Comparable store sales (comps) remained flat year over year, compared to a 3.6% rise last year. The impact of increased store conversion was completely offset by a fall in store traffic leading to flat comps.
The company’s women footwear business posted a 3% comps decline during the quarter and the company believes that the changing lifestyles will continue to be a big concern for DSW. During the year, the company’s focus on implementing omni-channel strategies also led to higher costs for the company.
DSW’s quarterly adjusted earnings of 31 cents a share tanked 8.8% year over year. Moreover, gross profit declined 6.8% with the gross margin contracting 90 basis points (bps). On the other hand, operating profit inched down 1.8% to $44.8 million.
The company’s dismal results triggered a downtrend in the Zacks Consensus Estimates, as analysts become less constructive on the stock’s future performance.
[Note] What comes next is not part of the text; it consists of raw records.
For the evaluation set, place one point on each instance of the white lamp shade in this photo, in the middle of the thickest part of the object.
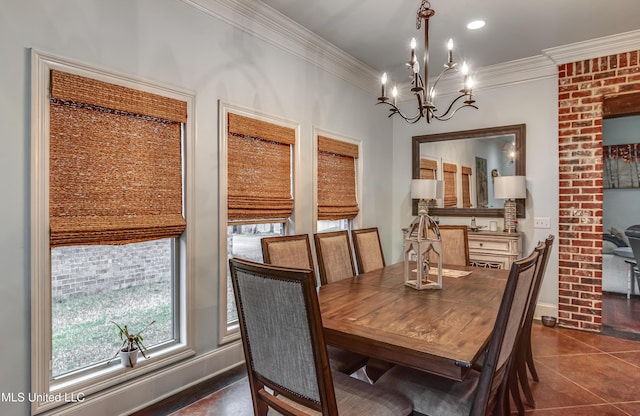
(509, 187)
(424, 188)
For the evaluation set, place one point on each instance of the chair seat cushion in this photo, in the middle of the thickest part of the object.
(345, 361)
(432, 395)
(357, 398)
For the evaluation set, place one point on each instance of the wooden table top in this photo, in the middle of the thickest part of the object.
(439, 331)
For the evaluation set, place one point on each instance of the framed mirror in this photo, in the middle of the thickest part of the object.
(467, 161)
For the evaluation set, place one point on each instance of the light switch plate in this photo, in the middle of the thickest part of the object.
(541, 222)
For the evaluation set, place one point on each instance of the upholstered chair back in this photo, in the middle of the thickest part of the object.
(335, 258)
(366, 244)
(505, 334)
(279, 326)
(288, 251)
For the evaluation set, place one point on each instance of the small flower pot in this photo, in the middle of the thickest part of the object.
(129, 358)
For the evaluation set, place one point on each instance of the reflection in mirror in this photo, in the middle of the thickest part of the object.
(466, 162)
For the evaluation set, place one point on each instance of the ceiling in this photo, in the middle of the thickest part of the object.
(377, 32)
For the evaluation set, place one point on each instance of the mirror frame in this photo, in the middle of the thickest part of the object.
(518, 130)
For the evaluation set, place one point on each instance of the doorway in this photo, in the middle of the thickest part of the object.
(620, 210)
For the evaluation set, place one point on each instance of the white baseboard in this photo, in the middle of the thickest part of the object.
(151, 388)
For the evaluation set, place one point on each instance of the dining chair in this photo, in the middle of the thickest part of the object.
(295, 251)
(335, 259)
(524, 353)
(288, 251)
(455, 245)
(484, 392)
(285, 351)
(368, 249)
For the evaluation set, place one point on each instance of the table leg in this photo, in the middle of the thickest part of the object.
(629, 280)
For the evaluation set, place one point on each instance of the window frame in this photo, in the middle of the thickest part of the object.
(230, 332)
(355, 222)
(96, 382)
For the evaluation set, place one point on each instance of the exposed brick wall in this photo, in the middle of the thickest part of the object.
(581, 87)
(83, 270)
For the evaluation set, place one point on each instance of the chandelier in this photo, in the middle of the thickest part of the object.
(424, 93)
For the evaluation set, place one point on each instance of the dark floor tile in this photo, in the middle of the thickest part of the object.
(604, 343)
(602, 374)
(633, 358)
(554, 390)
(597, 410)
(234, 400)
(555, 341)
(632, 408)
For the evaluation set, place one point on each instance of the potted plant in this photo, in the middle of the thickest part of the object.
(131, 344)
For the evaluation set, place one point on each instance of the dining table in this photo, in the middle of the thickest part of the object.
(439, 331)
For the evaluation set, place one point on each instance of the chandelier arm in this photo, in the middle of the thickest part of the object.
(425, 93)
(395, 110)
(444, 117)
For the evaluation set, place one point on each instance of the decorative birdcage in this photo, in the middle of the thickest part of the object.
(420, 239)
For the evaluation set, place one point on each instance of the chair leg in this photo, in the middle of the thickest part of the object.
(530, 362)
(521, 372)
(512, 381)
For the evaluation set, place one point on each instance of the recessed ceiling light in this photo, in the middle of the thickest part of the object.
(476, 24)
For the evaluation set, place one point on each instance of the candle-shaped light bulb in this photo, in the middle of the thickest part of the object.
(465, 68)
(384, 81)
(413, 51)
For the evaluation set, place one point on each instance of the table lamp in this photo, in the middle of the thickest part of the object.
(509, 188)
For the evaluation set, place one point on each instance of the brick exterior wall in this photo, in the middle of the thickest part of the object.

The Zacks Consensus Estimate for fiscal 2014 and 2015 fell 9% to $1.91 and 1.7% to $2.33, respectively in the past 7 days.
Other Stocks that Warrant a Look
Other better-ranked retail stocks that look promising and are expected to continue with their upbeat performance include Foot Locker Inc. (FL), American Apparel, Inc. (APP) and Columbia Sportswear Company (COLM), all sporting a Zacks Rank #2 (Buy).